近江と紗理奈が駐車場へと向かっていると……
「圭一さん!」
背後から駿河千絵が姿を現した。どうやら連れの牛口幸三は一緒ではないようだ。
(近江さんの元婚約者の駿河千絵さん)
紗理奈の胸がざわついて仕方がない。
近江のことを「圭一さん」と呼ぶのも、何だか親し気で胸がざわつく理由の一つだ。
駿河がは何か言いたげな視線を近江に向かって送っている。
「すまない、堂本紗理奈、駿河と話をさせてもらいたい。先に車に戻っておいてくれ」
紗理奈から少しだけ離れた場所で、二人は会話をはじめた。
言われた通り、紗理奈は車の中に戻ろうとしたのだが……なんとなく二人の会話が気になってしまい、柱の陰から聞き耳を立ててしまった。
近江は抑えた口調のため話の内容は聞こえづらい。けれども、駿河の少々甲高い声は耳に入ってくる。

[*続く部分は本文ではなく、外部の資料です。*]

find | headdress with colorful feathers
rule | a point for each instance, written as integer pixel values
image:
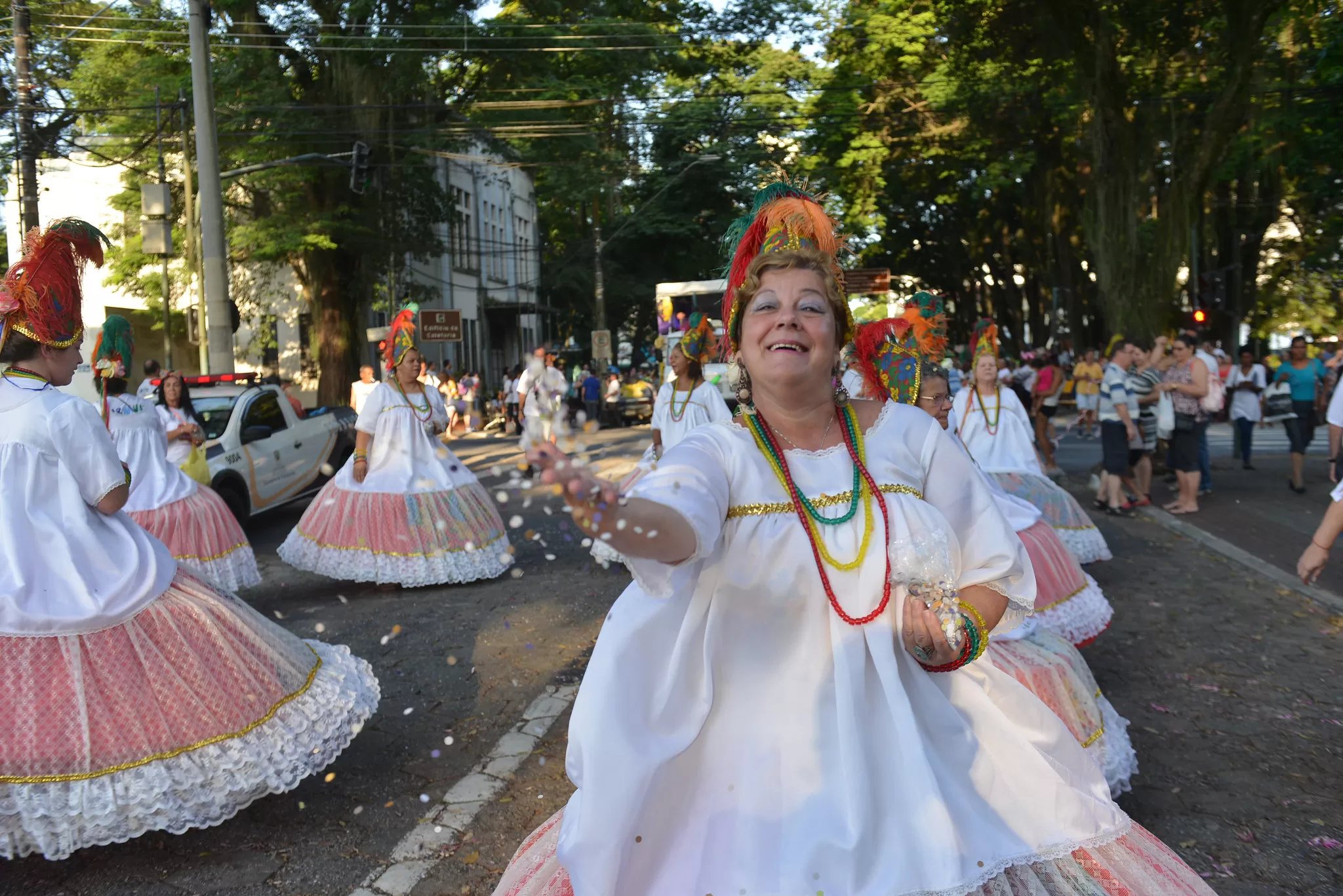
(985, 339)
(891, 354)
(401, 336)
(42, 294)
(785, 215)
(700, 343)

紗理奈は聞かないようにしていたが、どうしても話の内容が耳に入ってくる。
「あの子、陽太の妹さんじゃない? どうして圭一さんが一緒にいるの?」
駿河千絵は紗理奈の兄のことを呼び捨てにしていた。
「俺が一緒にいて何か不満でも?」
抑揚のない調子で近江が返すと、駿河千絵がカッとなった。
「一般人である陽太の妹さんを巻き込むつもり!? 貴方は昔からそうよ! 事件解決のためなら手段は選ばない! 冷酷で情がないわ! 今回もあの子を利用しようとしているんでしょう!? 陽太のことだって踏み台にして、貴方は警視正までのし上がったのよ!」
……事件解決のために手段を選ばない。
ドクン。
紗理奈の心臓が嫌な音を立てた。
(近江さんが私を利用して事件を解決しようとしている……?)
そんなはずはない。
そう言い切りたいが……紗理奈と近江は出会ってまだ一か月程度しか経っていない。
紗理奈の胸を焦燥が襲う。
近江が駿河千絵に向かって口を開いた。
「駿河、もう君は警察関係者でも、まして俺の婚約者でもない。俺から言えるのは以上だ」
紗理奈の知る近江よりも、かなり冷淡な印象だった。
近江の様子を前に、紗理奈までゾクリとしてしまった。
なんだか自分の知らない近江が目の前に存在しているようで、紗理奈は落ち着かない。
近江が駿河と別れたため、慌てて紗理奈は車の中に戻ったのだった。